6. Validation of the prognostic model with external datasets
Afterwards, we analyzed the difference in survival outcomes between the two groups in the GEO database, and significant survival differences were also found (Fig. 6A-B). The ROC curve was used to assess the performance of the risk score in external datasets, thereby determining its accuracy. The area under the curve (AUC) for predicting the 5-year survival of two gene expression datasets, GSE13507 and GSE32894, was calculated to be 0.62 and 0.79, respectively (Fig. 6C-D).
7. Incidence risk and independent prognosis analysis
We established a nomogram to accurately predict the prognosis of patients diagnosed with BCa (Fig. 6E). The outcome of the logistic regression analysis indicated that the risk score value played a substantial role in the scoring procedure of the nomogram predictive model across all of our collected samples. Calibration plots demonstrated accurate clinical predictions (Fig. 6F).

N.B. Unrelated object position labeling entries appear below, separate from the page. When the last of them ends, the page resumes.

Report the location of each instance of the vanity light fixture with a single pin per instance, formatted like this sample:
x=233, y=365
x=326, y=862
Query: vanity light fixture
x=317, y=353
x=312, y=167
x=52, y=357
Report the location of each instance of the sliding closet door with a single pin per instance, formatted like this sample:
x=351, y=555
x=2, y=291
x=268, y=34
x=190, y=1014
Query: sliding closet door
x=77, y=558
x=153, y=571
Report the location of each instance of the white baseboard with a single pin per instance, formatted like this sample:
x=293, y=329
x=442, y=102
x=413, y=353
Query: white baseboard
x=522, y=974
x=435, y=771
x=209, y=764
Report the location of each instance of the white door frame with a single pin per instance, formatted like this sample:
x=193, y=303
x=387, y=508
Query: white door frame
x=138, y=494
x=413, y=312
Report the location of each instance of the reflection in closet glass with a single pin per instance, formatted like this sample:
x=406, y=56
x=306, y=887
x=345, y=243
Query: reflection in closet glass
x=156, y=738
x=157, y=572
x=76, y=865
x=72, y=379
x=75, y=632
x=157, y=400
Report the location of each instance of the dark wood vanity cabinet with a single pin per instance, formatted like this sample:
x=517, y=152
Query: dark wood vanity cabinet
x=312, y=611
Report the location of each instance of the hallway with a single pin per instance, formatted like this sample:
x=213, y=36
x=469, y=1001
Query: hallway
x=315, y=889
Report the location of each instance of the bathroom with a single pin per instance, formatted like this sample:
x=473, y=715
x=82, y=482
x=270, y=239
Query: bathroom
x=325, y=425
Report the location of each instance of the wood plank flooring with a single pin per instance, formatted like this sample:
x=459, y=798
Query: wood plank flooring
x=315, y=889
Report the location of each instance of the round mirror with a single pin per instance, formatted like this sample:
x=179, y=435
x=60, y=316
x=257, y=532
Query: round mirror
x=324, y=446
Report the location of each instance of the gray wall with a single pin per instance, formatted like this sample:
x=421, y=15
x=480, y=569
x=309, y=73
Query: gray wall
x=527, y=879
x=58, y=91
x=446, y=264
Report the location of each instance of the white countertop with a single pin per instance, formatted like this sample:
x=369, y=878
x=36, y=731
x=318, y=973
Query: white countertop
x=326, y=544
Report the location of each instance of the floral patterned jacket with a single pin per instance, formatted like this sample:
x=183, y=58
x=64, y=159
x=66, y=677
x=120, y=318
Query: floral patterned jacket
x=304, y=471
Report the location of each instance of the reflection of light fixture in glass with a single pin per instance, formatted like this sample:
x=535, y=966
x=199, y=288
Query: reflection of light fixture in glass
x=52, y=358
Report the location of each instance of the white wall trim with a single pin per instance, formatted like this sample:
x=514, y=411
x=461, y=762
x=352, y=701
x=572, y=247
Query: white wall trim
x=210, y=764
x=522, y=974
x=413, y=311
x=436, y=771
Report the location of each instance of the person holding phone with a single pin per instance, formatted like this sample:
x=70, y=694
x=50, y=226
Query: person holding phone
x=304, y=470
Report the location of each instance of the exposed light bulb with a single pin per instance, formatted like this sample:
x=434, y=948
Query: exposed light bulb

8. Relationship between the risk score and clinical indicators
For an exploration of the relationship between risk score and clinical indicators, we presented the results of each clinical index grouping in the form of a box plot. After applying the rank sum test (kruskal.test), it was determined that there was a significant difference in the distribution of risk score values among groups for various clinical indicators including age, fustat, grade, Stage, N, and T stage (Fig. 7). The reverse prediction of 17 model genes was conducted through the Mircode database, and 86 miRNAs and 764 pairs of mRNA-miRNA relationships were obtained, and visualized using Cytoscape (Fig. 8A).
9. Model gene-associated transcriptional regulation analysis
We used model genes for the gene set analysis, and we discovered that these genes are regulated by several transcription factors. Therefore, cumulative recovery curves were utilized to conduct enrichment analysis on these transcription factors. The analysis results indicated that the MOTIF annotation was cisbp__M2273 (Fig. 8B). In this motif, 10 prognostic genes were found to be enriched, including ADAM17, ANGPT1, CNTN1, ECM1, FN1, IGF1, MYO5A, NES, NTRK2 and STAT2. The NES was 4.5.
10. GWAS analysis
Next, we analyzed the GWAS data of BCa to identify the causative regions of 17 model genes in BCa. The Q-Q plot revealed significant single nucleotide polymorphism (SNP) loci associated with BCa identified by GWAS data (Fig. 8C). Through the precise location of the GWAS data, the key SNP sites distributed in the enrichment area were described. The SNP pathogenic regions corresponding to these 17 model genes are displayed (Fig. 8C). The significant SNP sites corresponding to the 17 model genes are presented in the table (GWAS data.xls).